“There’s no delicate way of saying this: The court has lost its legitimacy,” said Robert Dunham, executive director of the Death Penalty Information Center. “It is clearly no longer a neutral arbiter. The justices were handpicked for their far-right-wing beliefs, and they are aggressively substituting their views … in place of well-established law, and they are systematically dismantling necessary protections in capital cases.”
Palm Beach County Circuit Court Judge Jorge Labarga holds up a booklet about the Constitution of the United States that he received while in law school, Nov. 17, 2000.
Photo: Pool Old/Reuters
Judge, Jury, Executioner
The current unraveling of Florida’s death penalty precedents dates back to a 2016 decision by the U.S. Supreme Court in a case called Hurst v.

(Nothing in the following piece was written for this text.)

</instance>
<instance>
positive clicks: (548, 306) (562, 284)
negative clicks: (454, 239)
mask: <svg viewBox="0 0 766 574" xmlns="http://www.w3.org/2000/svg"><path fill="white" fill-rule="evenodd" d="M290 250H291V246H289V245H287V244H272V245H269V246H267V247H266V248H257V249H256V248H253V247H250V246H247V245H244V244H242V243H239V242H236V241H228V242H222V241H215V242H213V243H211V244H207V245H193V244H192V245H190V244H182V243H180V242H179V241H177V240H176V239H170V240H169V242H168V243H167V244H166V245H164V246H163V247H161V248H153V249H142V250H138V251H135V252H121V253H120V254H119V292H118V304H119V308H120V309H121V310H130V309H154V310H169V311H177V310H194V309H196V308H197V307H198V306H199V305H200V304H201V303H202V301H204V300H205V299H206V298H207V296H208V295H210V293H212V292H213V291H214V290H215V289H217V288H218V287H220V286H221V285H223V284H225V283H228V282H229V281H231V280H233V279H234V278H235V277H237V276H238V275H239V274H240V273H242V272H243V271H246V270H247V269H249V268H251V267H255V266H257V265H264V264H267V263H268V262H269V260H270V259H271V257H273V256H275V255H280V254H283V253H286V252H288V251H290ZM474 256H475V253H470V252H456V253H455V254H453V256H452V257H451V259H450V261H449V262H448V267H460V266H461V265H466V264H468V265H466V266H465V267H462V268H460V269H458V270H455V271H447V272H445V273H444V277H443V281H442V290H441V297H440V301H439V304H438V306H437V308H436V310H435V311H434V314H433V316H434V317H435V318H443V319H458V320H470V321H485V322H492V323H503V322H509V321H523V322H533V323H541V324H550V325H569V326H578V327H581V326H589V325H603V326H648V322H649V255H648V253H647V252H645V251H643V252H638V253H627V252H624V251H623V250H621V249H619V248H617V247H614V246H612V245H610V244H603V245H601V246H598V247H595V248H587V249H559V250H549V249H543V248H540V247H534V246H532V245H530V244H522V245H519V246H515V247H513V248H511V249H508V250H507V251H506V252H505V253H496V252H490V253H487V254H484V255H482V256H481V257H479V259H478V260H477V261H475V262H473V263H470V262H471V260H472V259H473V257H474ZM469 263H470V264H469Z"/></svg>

Florida. There, the court ruled 8-1 that Florida’s death penalty scheme was unconstitutional because it treated a jury’s decision on sentencing as merely “advisory” and instead gave the trial judge power to determine the case facts necessary to impose a death sentence. The Constitution, the U.S. Supreme Court ruled in Hurst, requires a jury to make those determinations. “The Sixth Amendment protects a defendant’s right to an impartial jury,” Justice Sonia Sotomayor wrote for the majority. “This right required Florida to base Timothy Hurst’s death sentence on a jury’s verdict, not a judge’s factfinding.”